Vivienne Westwood Red Label
Today's Vivienne Westwood Red Label show was a relatively subdued affair. Emphasis on relatively: Per usual, the collection featured feral hair and makeup, and a grab bag of looks. It also closed with ZZ Top's "Gimme All Your Lovin'" and the charming sight of model Eliza Cummings, in a strapless red ball gown, picking up the tiny Charlotte Free and carrying her down the catwalk, as Free was struggling in her shoes. Too often it goes without saying that Westwood wants everyone—models included—to have fun at her shows, and in her clothes. Well, good on her for that.

And good on Westwood, too, for exerting some real design discipline this season. There was a clear proposition threading its way through the show, which was to take suiting pieces—jacket, blouse, trousers—and highlight one element by giving it a sculptural dimension, or magnifying its proportion. The idea fared better in some garments than others: A wrapped suit jacket with a draped lapel was very good, whereas a pair of cropped trousers with a seriously low-hanging crotch was a little silly.
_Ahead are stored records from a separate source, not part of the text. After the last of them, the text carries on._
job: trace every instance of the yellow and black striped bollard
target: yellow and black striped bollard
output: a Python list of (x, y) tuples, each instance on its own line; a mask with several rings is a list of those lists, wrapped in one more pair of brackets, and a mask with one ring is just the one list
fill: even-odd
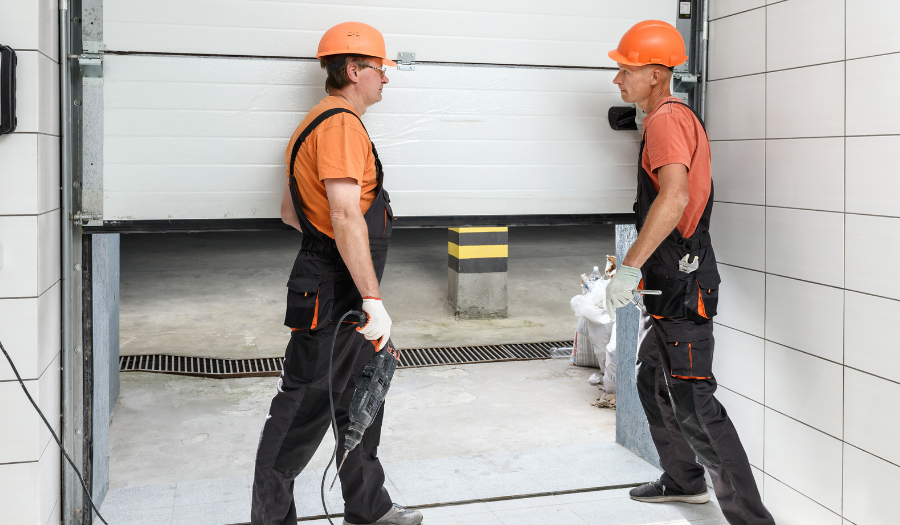
[(456, 315), (506, 317), (509, 228), (450, 228), (447, 252), (450, 304)]

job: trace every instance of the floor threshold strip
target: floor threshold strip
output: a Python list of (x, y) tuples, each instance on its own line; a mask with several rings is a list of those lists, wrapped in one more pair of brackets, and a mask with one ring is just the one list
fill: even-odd
[[(551, 351), (558, 347), (571, 348), (572, 341), (408, 348), (400, 350), (399, 368), (550, 359)], [(282, 357), (226, 359), (148, 354), (119, 358), (120, 372), (155, 372), (212, 379), (278, 376), (281, 375), (283, 366)]]
[[(515, 496), (497, 496), (494, 498), (478, 498), (478, 499), (466, 499), (460, 501), (449, 501), (447, 503), (426, 503), (424, 505), (410, 505), (408, 508), (410, 509), (434, 509), (438, 507), (458, 507), (462, 505), (471, 505), (473, 503), (493, 503), (495, 501), (510, 501), (517, 499), (530, 499), (530, 498), (543, 498), (546, 496), (562, 496), (564, 494), (582, 494), (584, 492), (603, 492), (606, 490), (617, 490), (617, 489), (630, 489), (634, 487), (640, 487), (644, 483), (626, 483), (624, 485), (605, 485), (603, 487), (589, 487), (584, 489), (570, 489), (570, 490), (554, 490), (550, 492), (537, 492), (534, 494), (517, 494)], [(343, 518), (343, 512), (335, 512), (331, 515), (332, 518)], [(324, 520), (325, 515), (320, 514), (318, 516), (298, 516), (297, 521), (315, 521), (315, 520)], [(250, 525), (250, 523), (232, 523), (230, 525)]]

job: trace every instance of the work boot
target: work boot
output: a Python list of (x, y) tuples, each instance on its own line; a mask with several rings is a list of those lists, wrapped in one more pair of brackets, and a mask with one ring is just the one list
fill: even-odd
[(680, 501), (682, 503), (706, 503), (709, 501), (709, 492), (701, 494), (685, 494), (671, 489), (662, 484), (661, 480), (652, 483), (644, 483), (640, 487), (631, 489), (628, 493), (631, 499), (645, 503), (665, 503), (668, 501)]
[[(422, 513), (417, 510), (409, 510), (406, 507), (402, 507), (394, 503), (394, 506), (391, 507), (391, 510), (387, 511), (387, 514), (378, 518), (378, 521), (375, 523), (369, 523), (367, 525), (419, 525), (422, 523)], [(350, 523), (346, 519), (344, 520), (344, 525), (362, 525), (356, 523)]]

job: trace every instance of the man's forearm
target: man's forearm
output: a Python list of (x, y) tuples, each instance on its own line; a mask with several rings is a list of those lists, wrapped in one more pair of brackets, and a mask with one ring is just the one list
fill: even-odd
[(628, 250), (622, 264), (632, 268), (643, 266), (663, 239), (668, 237), (678, 226), (678, 221), (681, 220), (686, 205), (686, 202), (677, 198), (667, 198), (663, 195), (657, 197), (653, 206), (650, 207), (640, 235), (634, 242), (634, 246)]
[(372, 265), (372, 254), (369, 251), (369, 230), (362, 215), (351, 217), (334, 217), (334, 240), (338, 252), (350, 270), (350, 276), (363, 297), (381, 297), (378, 289), (378, 278)]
In general, though, these pieces worked, as did the simplest of Westwood's draped dresses, Grecian-looking silk jersey numbers in black and white, and diaphanous, bias-cut frocks in a rust-tone print. There were other nice looks along the way, as well, and several kooky ones, inevitably. You could argue that Westwood should edit those pieces out, but that would be tantamount to suggesting she have less fun.
Matthew Williamson
"I guess people think of Matthew Williamson as the girl marooned on the beach," said the designer before his show. "But this is a wardrobe for a woman wherever she may be."

So, castaway no more, but still in love with her silky bohemia? It's not the first time that Williamson has tried to square these elements. The best-looking proposal opened the show. There's nothing chicer than traversing city streets in July wearing a bright buttoned-up shirt and saronglike wrap skirt topped by a proper blazer with a glint of silver tile, is there? Even if pulling it all off is hard to imagine without the benefit of Anja Rubik proportions boosted by Williamson's Charlotte Olympia platform sandals, his first shoe collaboration ever.

Ultimately, the answer shouldn't be so hard. A couple of seasons of ubiquitous color and print have taught us that the stuff goes everywhere. Williamson found his legs in chiffon blouses, here printed with digitized Japanese blossoms, tucked into bright trousers. He manipulated a floral until it looked like an abstract ikat and cut it into fluid silk onesie shirtdresses and jumpsuits. A little tweed jacket with an embellished neckline is one we've seen elsewhere but still makes sense here.

Conversely, eveningwear, usually a strong point, was uneven. At times, Williamson seems to fall in love with his embellishments and lose equilibrium. The showgirl sprays of ostrich feathers on cutwork lace tipped the scales too far for any setting.